Sam the saviour: How Sam Allardyce saved Sunderland
Posted by Paul David Sanderson | Published on May 12, 2016
Sam Allardyce suits a club like Sunderland. Always in a fight to survive and never look to escape the cycle. So when Allardyce joined in October last year, I was confident that he could replicate what he has done at so many other clubs. After an emphatic win against local rivals and relegation rivals, Newcastle, it looked like he could be the man to lead us to survival. However, after a run of draws and defeats, the hope slowly faded away amongst some supporters. What Allardyce needed to do now was to keep the hope in the dressing room. We still had plenty of games to go but with the longest amount of time in the relegation zone this season (which we still hold now) it looked quite bleak.
It was clear that Sunderland needed some reinforcements bringing in during the January transfer window. In previous seasons the business had been frankly horrendous but with a new manager comes changes in the way we play and the attitude in the dressing room. It was clear that Sam was aiming to build on what was one of the worst defences in the country, and so brought in Lamine Kone and Jan Kirchhoff. Both relatively unknown players, but players that had strength and an aerial threat. Next up was the attack. After loaning out Steven Fletcher and Danny Graham, Sam needed to buy an attacker to help provide service to the prolific Jermain Defoe. He brought in two players to fill this role in striker Dame N’Doye and winger Wahbi Khazri.
With new players brought in, it was time to see whether the transfer window had lived up to the low expectations set. At first it looked as though it had been like so many before as Sunderland debutant Jan Kirchhoff deflected a goal in and conceded a penalty. However, it looked much brighter for Kirchhoff as he started alongside debutants Wahbi Khazri and Lamine Kone in a tough fixture against Manchester City. Kone and Kirchhoff (who was in a more advanced role) were outstanding and just proved to all of those who doubted Kirchhoff wrong.

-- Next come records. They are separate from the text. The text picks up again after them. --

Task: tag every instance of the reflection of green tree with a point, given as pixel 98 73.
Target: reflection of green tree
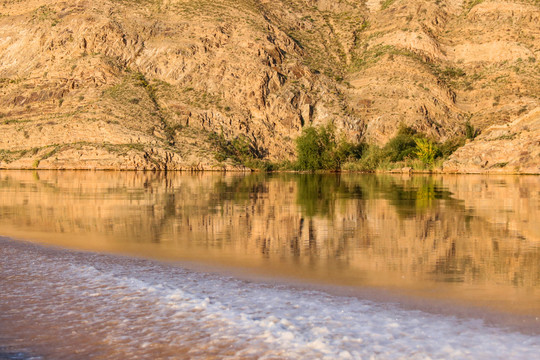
pixel 317 193
pixel 409 197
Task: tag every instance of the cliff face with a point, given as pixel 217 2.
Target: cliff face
pixel 124 84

So now it was just a case of turning the draws and defeats, where we had been so dominant, into wins. Sam’s transfers brought life to the dressing room and quality when on the pitch, so it was clear when watching the games that he could guide this team to victory. This happened against Manchester United. New signing Wahbi Khazri scored a free kick and Lamine Kone almost got his name on the score sheet as well, had it not been for the goals panel ruling it as a David De Gea own goal.
After the Manchester United game, it all looked to be solved, a team that could now defend and also score goals. Sam Allardyce’s gamble was paying off. However, after 4 straight draws and a defeat to Leicester we were still trapped in the relegation zone. Our performances were outstanding but we could not get that clean sheet we needed. With Defoe on form we knew that we could score goals but silly mistakes were costing us points. This is where possibly the biggest game of the season came. Winning this game could kill off Norwich and leave a two horse race between rivals Sunderland and Newcastle, the ideal situation. Allardyce played his tactics perfectly to lead us to a 3-0 win. Not only did we get the three points and a clean sheet but a huge boost.
Allardyce found the formula to win games, using players such as Sebastian Larsson and Duncan Watmore as impact subs. Now it was just about continuing the performances, getting the ball to Defoe and making sure that our defence was as tight as possible. We were able to do this bagging five points out of a possible nine, leaving us in the ideal position where not only could we survive but also relegate local rivals Newcastle United (a former employer of Sam).
We picked our 7th unchanged side in a row (the first time in the club’s history) and we were able to get the win to secure our premier league status through Patrick Van Aanholt and a Sam Allardyce signing in Lamine Kone. Sam had used the same tactics as in the Norwich and Chelsea wins and was able to replicate the great performances.
Many criticise Sam’s tactics because they are boring and uninspired but in the end it was these tactics that help retain our premier league status. He was able to guide a team who has been in the bottom three for most of the season out of the relegation zone and create a team that can challenge and win games. He’s brought spirit, fight, quality and most importantly stability into a team that lacked in all four areas and that is why he has been one of the best managers we have had in the past few years.
So now we can look forward to playing in the premier league next season with a manager who can take us higher with the backing of the club and the backing of the fans. The future looks bright for Sam Allardyce and Sunderland AFC.